Born in 1891 in Lublin, Poland. Parents
-- bakers. Until age fourteen he learned in a cheder.
Immigrated to London, England, and there became a
stand-in in Yiddish theatre ("Pavilion" with Zygmunt
Feinman). In 1911 he returned home and acted with
amateurs. In 1913 he went away to serve in the Russian
army, and after fraye-vern, he joined in the
Lublin Yiddish theatre under the direction of Yakov
Vaksman, where he acted with Hershkovitsh, Shneck and
Schilling. In 1918 he toured with a member troupe with
Yakov Vaksman and making it through the eight Ukraine
pogroms (Zlatopol, Novomirgrod, Cherkas, Uman,
Yelisavetgrad, Nikolayev, Belaya Tserkow and Zhmerinke).
Barely alive, he arrived in Odessa and from there toured
with a member troupe across the Crimea with Brandesko
and Vinokur, experiencing very bad times.
In 1920 he went to Constantinople, and
from there to Bulgaria, then to Romania, where he acted
with Kaner, Segalesko in Bucharest and Iasi, and he
continued as a prompter with Aschenazy in Iasi, later
with Kanapov, Jacob Kalich-Molly Picon, David
Tselmeyster, Itsikl Goldenberg, Misha Fishzon and
Breitman-Kanievska, then going through a tour (under the
direction of Segal), with Dr. Baratov and later in
Czernowitz with Reysh and then in other troupes.

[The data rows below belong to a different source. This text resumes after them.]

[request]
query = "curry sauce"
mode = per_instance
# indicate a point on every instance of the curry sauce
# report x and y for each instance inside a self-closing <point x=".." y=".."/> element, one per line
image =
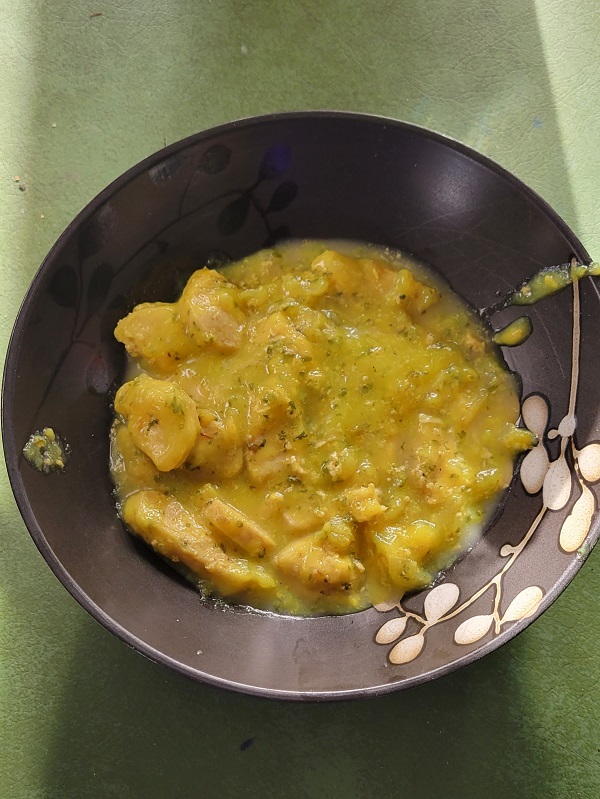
<point x="312" y="430"/>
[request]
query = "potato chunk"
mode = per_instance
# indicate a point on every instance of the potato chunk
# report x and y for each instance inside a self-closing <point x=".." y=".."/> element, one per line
<point x="209" y="311"/>
<point x="317" y="567"/>
<point x="154" y="333"/>
<point x="161" y="418"/>
<point x="238" y="527"/>
<point x="175" y="532"/>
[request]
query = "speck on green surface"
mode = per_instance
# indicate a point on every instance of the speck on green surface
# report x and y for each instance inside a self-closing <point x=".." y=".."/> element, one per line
<point x="87" y="90"/>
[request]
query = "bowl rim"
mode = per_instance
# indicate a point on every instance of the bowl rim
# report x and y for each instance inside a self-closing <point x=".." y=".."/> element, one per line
<point x="12" y="451"/>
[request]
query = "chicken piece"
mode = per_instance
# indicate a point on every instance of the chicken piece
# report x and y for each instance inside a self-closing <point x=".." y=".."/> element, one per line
<point x="277" y="330"/>
<point x="179" y="535"/>
<point x="218" y="451"/>
<point x="363" y="502"/>
<point x="313" y="563"/>
<point x="238" y="527"/>
<point x="394" y="559"/>
<point x="342" y="271"/>
<point x="154" y="333"/>
<point x="210" y="313"/>
<point x="161" y="418"/>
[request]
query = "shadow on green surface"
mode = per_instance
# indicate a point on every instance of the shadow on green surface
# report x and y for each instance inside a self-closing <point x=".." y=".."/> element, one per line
<point x="148" y="73"/>
<point x="130" y="729"/>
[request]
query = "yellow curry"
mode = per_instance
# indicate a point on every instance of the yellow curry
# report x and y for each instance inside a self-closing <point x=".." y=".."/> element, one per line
<point x="311" y="430"/>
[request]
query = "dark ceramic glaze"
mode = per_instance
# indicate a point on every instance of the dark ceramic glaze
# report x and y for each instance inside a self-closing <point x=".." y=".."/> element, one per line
<point x="225" y="193"/>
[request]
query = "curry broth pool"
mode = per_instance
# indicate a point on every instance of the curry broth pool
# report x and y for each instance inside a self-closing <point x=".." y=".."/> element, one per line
<point x="313" y="429"/>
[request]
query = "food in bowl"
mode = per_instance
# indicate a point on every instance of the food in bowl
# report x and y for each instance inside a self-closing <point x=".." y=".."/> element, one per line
<point x="313" y="429"/>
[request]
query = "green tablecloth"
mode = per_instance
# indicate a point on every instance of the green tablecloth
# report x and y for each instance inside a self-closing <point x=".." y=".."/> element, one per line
<point x="87" y="89"/>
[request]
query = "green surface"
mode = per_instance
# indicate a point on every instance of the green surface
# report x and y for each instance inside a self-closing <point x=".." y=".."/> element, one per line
<point x="84" y="97"/>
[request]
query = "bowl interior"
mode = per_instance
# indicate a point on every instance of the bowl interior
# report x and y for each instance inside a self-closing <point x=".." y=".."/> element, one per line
<point x="224" y="194"/>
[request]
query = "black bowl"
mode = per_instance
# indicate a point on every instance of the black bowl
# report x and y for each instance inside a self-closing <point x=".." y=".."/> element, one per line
<point x="226" y="193"/>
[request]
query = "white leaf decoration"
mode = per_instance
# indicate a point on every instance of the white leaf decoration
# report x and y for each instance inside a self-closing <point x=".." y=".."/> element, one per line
<point x="534" y="469"/>
<point x="534" y="411"/>
<point x="473" y="629"/>
<point x="439" y="601"/>
<point x="524" y="604"/>
<point x="577" y="524"/>
<point x="588" y="461"/>
<point x="567" y="426"/>
<point x="384" y="607"/>
<point x="557" y="484"/>
<point x="407" y="650"/>
<point x="391" y="630"/>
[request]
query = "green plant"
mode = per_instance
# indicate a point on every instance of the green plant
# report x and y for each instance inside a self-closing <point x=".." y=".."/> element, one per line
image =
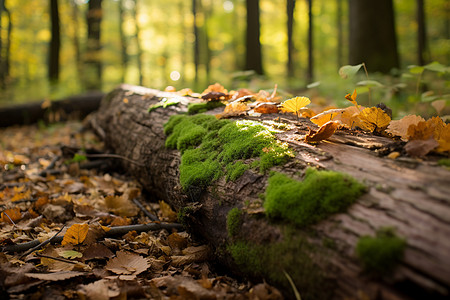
<point x="319" y="195"/>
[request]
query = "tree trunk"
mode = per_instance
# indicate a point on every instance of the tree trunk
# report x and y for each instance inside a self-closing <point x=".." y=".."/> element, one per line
<point x="93" y="61"/>
<point x="253" y="56"/>
<point x="290" y="8"/>
<point x="310" y="74"/>
<point x="55" y="43"/>
<point x="406" y="194"/>
<point x="421" y="33"/>
<point x="372" y="37"/>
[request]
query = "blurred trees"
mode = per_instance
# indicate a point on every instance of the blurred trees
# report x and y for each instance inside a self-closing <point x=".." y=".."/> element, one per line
<point x="372" y="35"/>
<point x="198" y="42"/>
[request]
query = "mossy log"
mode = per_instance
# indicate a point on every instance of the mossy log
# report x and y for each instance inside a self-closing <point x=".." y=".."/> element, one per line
<point x="392" y="243"/>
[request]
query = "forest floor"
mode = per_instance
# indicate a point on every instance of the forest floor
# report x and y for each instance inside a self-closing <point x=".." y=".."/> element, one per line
<point x="48" y="190"/>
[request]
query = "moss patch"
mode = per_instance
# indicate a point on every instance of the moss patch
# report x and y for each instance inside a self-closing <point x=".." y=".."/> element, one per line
<point x="380" y="254"/>
<point x="234" y="221"/>
<point x="212" y="148"/>
<point x="319" y="195"/>
<point x="196" y="108"/>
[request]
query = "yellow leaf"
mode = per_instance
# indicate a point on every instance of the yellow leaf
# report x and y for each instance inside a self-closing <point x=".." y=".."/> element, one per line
<point x="295" y="104"/>
<point x="326" y="116"/>
<point x="352" y="98"/>
<point x="374" y="119"/>
<point x="324" y="132"/>
<point x="400" y="127"/>
<point x="76" y="234"/>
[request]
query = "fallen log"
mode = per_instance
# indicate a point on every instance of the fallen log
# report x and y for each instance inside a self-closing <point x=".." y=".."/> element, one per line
<point x="74" y="107"/>
<point x="391" y="243"/>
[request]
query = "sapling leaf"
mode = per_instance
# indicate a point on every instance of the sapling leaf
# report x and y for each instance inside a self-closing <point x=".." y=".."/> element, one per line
<point x="349" y="71"/>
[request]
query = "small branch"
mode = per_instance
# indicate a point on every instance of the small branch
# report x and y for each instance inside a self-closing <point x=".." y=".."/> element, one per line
<point x="144" y="210"/>
<point x="113" y="232"/>
<point x="42" y="244"/>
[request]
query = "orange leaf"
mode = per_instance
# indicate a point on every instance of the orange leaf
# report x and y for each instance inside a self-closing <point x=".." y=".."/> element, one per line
<point x="13" y="214"/>
<point x="295" y="104"/>
<point x="400" y="127"/>
<point x="324" y="132"/>
<point x="352" y="97"/>
<point x="76" y="234"/>
<point x="374" y="119"/>
<point x="266" y="108"/>
<point x="326" y="116"/>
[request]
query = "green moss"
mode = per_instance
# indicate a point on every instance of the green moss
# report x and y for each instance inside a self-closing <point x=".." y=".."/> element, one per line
<point x="444" y="162"/>
<point x="234" y="171"/>
<point x="292" y="255"/>
<point x="196" y="108"/>
<point x="380" y="254"/>
<point x="212" y="148"/>
<point x="234" y="221"/>
<point x="319" y="195"/>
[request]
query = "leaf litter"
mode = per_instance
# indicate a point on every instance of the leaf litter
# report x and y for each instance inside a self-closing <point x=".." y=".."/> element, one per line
<point x="46" y="194"/>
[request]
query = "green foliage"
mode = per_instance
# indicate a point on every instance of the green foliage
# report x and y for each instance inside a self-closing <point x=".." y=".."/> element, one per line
<point x="196" y="108"/>
<point x="292" y="256"/>
<point x="212" y="148"/>
<point x="234" y="221"/>
<point x="381" y="253"/>
<point x="319" y="195"/>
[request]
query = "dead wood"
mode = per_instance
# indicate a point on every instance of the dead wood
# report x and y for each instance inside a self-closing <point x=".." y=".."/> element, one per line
<point x="409" y="195"/>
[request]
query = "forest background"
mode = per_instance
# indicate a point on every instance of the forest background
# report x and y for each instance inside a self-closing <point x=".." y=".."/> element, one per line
<point x="51" y="49"/>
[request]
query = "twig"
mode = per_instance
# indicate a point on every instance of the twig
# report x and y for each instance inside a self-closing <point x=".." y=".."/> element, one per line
<point x="144" y="210"/>
<point x="58" y="258"/>
<point x="42" y="244"/>
<point x="113" y="232"/>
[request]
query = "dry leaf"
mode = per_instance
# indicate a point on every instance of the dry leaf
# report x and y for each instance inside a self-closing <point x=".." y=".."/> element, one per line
<point x="266" y="108"/>
<point x="167" y="212"/>
<point x="55" y="276"/>
<point x="295" y="104"/>
<point x="11" y="215"/>
<point x="327" y="116"/>
<point x="324" y="132"/>
<point x="76" y="234"/>
<point x="400" y="127"/>
<point x="419" y="148"/>
<point x="127" y="263"/>
<point x="100" y="290"/>
<point x="374" y="119"/>
<point x="439" y="105"/>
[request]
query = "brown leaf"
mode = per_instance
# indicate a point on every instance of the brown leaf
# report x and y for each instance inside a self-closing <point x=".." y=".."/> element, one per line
<point x="400" y="127"/>
<point x="266" y="108"/>
<point x="127" y="263"/>
<point x="56" y="276"/>
<point x="324" y="132"/>
<point x="419" y="148"/>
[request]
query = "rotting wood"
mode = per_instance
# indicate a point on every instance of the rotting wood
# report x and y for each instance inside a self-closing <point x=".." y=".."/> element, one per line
<point x="409" y="195"/>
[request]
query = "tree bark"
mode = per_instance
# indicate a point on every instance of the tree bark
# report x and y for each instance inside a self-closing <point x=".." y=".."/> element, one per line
<point x="372" y="38"/>
<point x="409" y="195"/>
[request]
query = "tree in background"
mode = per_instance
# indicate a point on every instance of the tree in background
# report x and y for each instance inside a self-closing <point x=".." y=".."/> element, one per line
<point x="5" y="46"/>
<point x="253" y="56"/>
<point x="422" y="55"/>
<point x="290" y="8"/>
<point x="372" y="38"/>
<point x="55" y="43"/>
<point x="93" y="62"/>
<point x="310" y="73"/>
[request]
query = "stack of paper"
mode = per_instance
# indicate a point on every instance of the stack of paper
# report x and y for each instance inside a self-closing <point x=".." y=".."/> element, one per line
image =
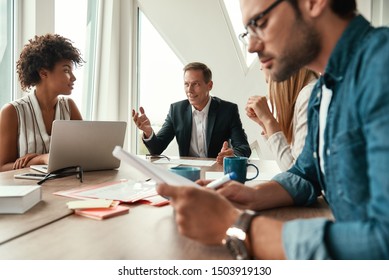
<point x="98" y="209"/>
<point x="127" y="191"/>
<point x="19" y="199"/>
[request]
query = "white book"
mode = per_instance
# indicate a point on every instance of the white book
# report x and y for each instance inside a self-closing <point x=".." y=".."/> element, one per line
<point x="19" y="198"/>
<point x="157" y="173"/>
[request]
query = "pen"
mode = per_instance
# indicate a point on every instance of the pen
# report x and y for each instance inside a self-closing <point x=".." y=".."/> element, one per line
<point x="218" y="182"/>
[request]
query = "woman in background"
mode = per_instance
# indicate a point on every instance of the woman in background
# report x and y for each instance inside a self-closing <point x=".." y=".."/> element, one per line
<point x="284" y="120"/>
<point x="45" y="63"/>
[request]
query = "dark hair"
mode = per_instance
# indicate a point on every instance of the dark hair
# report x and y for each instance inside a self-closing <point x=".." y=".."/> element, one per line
<point x="343" y="8"/>
<point x="43" y="52"/>
<point x="207" y="73"/>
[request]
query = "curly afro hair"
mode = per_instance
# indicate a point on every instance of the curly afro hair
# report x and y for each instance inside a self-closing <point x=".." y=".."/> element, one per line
<point x="43" y="52"/>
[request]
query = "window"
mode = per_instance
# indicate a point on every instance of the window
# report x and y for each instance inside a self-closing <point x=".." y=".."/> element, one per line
<point x="235" y="16"/>
<point x="160" y="79"/>
<point x="7" y="68"/>
<point x="79" y="25"/>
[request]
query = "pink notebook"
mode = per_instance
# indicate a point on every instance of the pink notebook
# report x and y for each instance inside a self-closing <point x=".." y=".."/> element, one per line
<point x="102" y="213"/>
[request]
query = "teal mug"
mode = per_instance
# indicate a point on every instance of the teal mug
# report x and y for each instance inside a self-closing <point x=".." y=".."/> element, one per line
<point x="239" y="166"/>
<point x="192" y="173"/>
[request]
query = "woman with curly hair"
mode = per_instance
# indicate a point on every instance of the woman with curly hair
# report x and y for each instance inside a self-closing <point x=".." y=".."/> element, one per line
<point x="46" y="64"/>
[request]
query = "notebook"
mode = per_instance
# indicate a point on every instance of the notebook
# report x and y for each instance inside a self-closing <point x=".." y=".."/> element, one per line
<point x="88" y="144"/>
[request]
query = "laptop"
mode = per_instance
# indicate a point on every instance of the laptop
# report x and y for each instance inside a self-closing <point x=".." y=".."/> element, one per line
<point x="88" y="144"/>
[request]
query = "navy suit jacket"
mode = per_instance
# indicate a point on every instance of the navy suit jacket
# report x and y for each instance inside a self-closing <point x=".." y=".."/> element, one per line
<point x="223" y="124"/>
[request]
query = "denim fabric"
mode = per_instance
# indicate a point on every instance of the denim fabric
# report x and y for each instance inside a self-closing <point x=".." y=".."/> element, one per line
<point x="356" y="180"/>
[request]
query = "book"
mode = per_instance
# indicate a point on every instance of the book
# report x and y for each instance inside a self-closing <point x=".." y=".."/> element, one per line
<point x="157" y="173"/>
<point x="102" y="213"/>
<point x="127" y="191"/>
<point x="19" y="198"/>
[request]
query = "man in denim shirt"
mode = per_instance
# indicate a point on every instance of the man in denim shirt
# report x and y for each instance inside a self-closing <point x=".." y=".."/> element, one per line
<point x="346" y="155"/>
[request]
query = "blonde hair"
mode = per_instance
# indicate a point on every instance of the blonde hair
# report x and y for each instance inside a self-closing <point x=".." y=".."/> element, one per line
<point x="283" y="96"/>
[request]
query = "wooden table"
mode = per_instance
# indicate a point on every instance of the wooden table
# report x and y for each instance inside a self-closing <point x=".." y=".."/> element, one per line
<point x="50" y="231"/>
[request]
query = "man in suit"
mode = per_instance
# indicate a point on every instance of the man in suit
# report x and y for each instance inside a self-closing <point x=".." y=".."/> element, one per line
<point x="203" y="125"/>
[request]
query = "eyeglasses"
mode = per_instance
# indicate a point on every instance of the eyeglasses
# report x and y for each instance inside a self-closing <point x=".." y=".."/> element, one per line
<point x="253" y="28"/>
<point x="64" y="172"/>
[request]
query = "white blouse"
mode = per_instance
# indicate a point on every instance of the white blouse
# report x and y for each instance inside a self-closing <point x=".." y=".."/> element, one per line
<point x="284" y="153"/>
<point x="32" y="134"/>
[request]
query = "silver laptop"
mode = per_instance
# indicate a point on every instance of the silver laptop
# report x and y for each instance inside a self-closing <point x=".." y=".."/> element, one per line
<point x="88" y="144"/>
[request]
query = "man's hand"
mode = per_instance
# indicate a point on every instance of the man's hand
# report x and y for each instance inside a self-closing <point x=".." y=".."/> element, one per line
<point x="142" y="122"/>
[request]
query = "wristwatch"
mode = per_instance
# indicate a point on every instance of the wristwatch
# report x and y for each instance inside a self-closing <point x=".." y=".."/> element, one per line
<point x="236" y="236"/>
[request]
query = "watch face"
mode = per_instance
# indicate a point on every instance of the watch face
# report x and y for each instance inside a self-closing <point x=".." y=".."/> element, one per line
<point x="237" y="248"/>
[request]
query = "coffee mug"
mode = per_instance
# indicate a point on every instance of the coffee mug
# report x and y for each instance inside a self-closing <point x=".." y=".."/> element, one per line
<point x="192" y="173"/>
<point x="239" y="166"/>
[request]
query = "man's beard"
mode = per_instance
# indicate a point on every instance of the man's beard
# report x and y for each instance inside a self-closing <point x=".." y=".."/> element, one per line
<point x="304" y="49"/>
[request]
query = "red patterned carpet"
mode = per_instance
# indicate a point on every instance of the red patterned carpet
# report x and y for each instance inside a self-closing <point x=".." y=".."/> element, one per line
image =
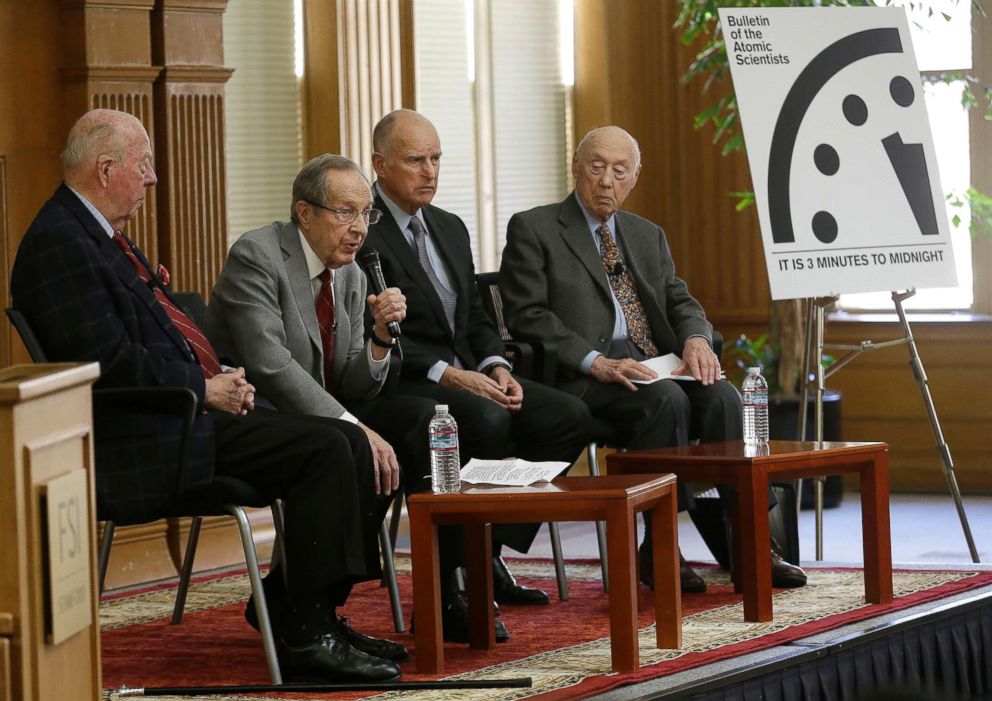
<point x="564" y="647"/>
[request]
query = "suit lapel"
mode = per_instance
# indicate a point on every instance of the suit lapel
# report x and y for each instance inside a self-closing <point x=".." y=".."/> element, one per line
<point x="407" y="257"/>
<point x="574" y="232"/>
<point x="122" y="266"/>
<point x="299" y="280"/>
<point x="636" y="248"/>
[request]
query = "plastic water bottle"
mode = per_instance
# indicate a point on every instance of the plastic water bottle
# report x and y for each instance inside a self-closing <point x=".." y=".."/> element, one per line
<point x="445" y="464"/>
<point x="755" y="391"/>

According to Julian Schwartz, K. used to
act part-time in episodic roles, and as the older actors
Malvina Glikman left, he also helped as a bookkeeper for
the management of the troupes in which he was
participating. K. was a gentle, quiet, poor man. As a
prompter, he gave respect to everyone. He never fought
with anyone. He often experienced a difficult life and
sometimes didn't have money for rent.